¹ H-NMR (DMSO-d ₆ ) δ (ppm): 8.45 (d, J = 8H
z, 1H), 7.79 (d, J = 8Hz, 2H), 7.34 (d, J = 8Hz, 2H), 6.24 (brs, 2
H), 5.99 (brs, 2H), 5.70 (t, J = 8Hz, 1H), 4.37 (dd, J = 8,12Hz,
1H), 3.47 (t, J = 8Hz, 2H), 2.35-2.65 (4H), 2.31 (t, J = 12Hz,
2H), 2.04 (dt, J = 8,12Hz, 1H), 1.92 (dt, J = 8,12Hz, 1H) MS (FAB) m / e: 426 (MH ⁺ )

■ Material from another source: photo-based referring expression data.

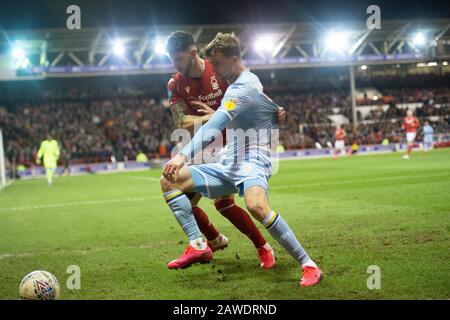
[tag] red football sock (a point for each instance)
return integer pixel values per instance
(206, 227)
(241, 220)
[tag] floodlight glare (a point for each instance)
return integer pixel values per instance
(160, 47)
(419, 39)
(264, 44)
(18, 53)
(118, 48)
(337, 40)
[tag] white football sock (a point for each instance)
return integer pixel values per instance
(198, 243)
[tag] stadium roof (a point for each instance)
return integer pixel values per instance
(89, 51)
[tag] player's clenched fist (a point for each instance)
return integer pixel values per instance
(173, 166)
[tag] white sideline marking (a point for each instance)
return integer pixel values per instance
(304, 185)
(145, 178)
(81, 203)
(77, 251)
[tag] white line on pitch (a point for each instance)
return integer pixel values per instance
(304, 185)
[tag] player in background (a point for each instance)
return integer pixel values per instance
(246, 108)
(427, 137)
(410, 124)
(49, 151)
(339, 144)
(194, 94)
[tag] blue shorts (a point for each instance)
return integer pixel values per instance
(213, 180)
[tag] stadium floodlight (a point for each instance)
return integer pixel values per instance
(336, 41)
(18, 53)
(264, 44)
(419, 39)
(160, 47)
(118, 48)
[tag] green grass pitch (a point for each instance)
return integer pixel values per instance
(348, 213)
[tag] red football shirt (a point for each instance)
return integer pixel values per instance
(411, 124)
(208, 88)
(340, 134)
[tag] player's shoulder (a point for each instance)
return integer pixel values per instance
(244, 84)
(174, 80)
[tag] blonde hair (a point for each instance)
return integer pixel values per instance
(226, 43)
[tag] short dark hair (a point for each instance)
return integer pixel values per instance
(226, 43)
(179, 41)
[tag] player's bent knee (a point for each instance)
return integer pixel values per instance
(166, 184)
(257, 209)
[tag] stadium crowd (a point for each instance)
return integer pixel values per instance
(93, 124)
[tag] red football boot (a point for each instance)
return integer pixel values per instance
(266, 257)
(190, 256)
(222, 243)
(311, 276)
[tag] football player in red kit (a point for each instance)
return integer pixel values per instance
(339, 144)
(194, 94)
(410, 124)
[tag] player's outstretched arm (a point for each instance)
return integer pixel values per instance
(183, 120)
(281, 113)
(203, 136)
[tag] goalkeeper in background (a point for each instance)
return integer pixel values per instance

────────────────────────────────────────────────── ─── Continued on the front page (51) Int.Cl. ⁷ Identification code FI C07D 409/12 C07D 409/12 417/12 417/12 (72) Inventor Kyosuke Kito 1-10-10 Tokodaidai, Tsukuba, Ibaraki 8 (58) Fields investigated (Int. Cl. ⁷ , DB name) C07D 239/70 A61K 31/517 C07D 403/12 C07D 405/12 C07D 409/12 C07D 417/12 CA (STN) REGISTRY (STN)

Claims (5)

(57) [Claims] 1. A pyrimidine ring-fused cyclopentylidene derivative represented by the general formula (1) or a pharmacologically acceptable salt thereof. Embedded image (Wherein, R ¹ represents a hydroxyl group or an amino group; R ² represents a hydrogen atom, an amino group or a methyl group; X is a divalent linear group composed of 1 to 4 atoms, and a substituent Y represents a phenylene group, a thiendiyl group, a furanyl group, a thiazolediyl group, an indolediyl group or an indolinediyl group.) 2. X is a divalent linear group consisting of 1 to 4 atoms selected from carbon, nitrogen, oxygen or sulfur, and is selected from a hydrocarbon group, a halogen atom and a substituted or unsubstituted amino group. The pyrimidine ring-fused cyclopentylidene or a pharmacologically acceptable salt thereof according to claim 1, which is a group which may have a selected substituent. 3. A compound of the general formula (2) (Wherein R ¹ , R ² , X and Y are as defined above) or a reactive derivative at the carboxyl group thereof, and a compound represented by the general formula (3): (Wherein R ³ and R ⁴ represent the same or different carboxyl-protecting groups) and are condensed to give a compound of the general formula (4) (Wherein, R ¹ , R ² , R ³ , R ⁴ , X and Y are as defined above), and a carboxylic acid ester represented by the formula:
2. The method for producing a pyrimidine ring-fused cyclopentylidene derivative or a pharmaceutically acceptable salt thereof according to claim 1, wherein the ester is hydrolyzed in the presence of an acid or an alkali. 4. A compound of the general formula (5) (In the formula, R ¹ , R ² , X and Y have the same meanings as those in claim 1. —COOR ⁵ represents a carboxyl group which may be esterified with a protecting group.) Or its salt. 5. An antitumor agent comprising the pyrimidine ring-fused cyclopentylidene derivative according to claim 1 or a pharmaceutically acceptable salt thereof as an active ingredient.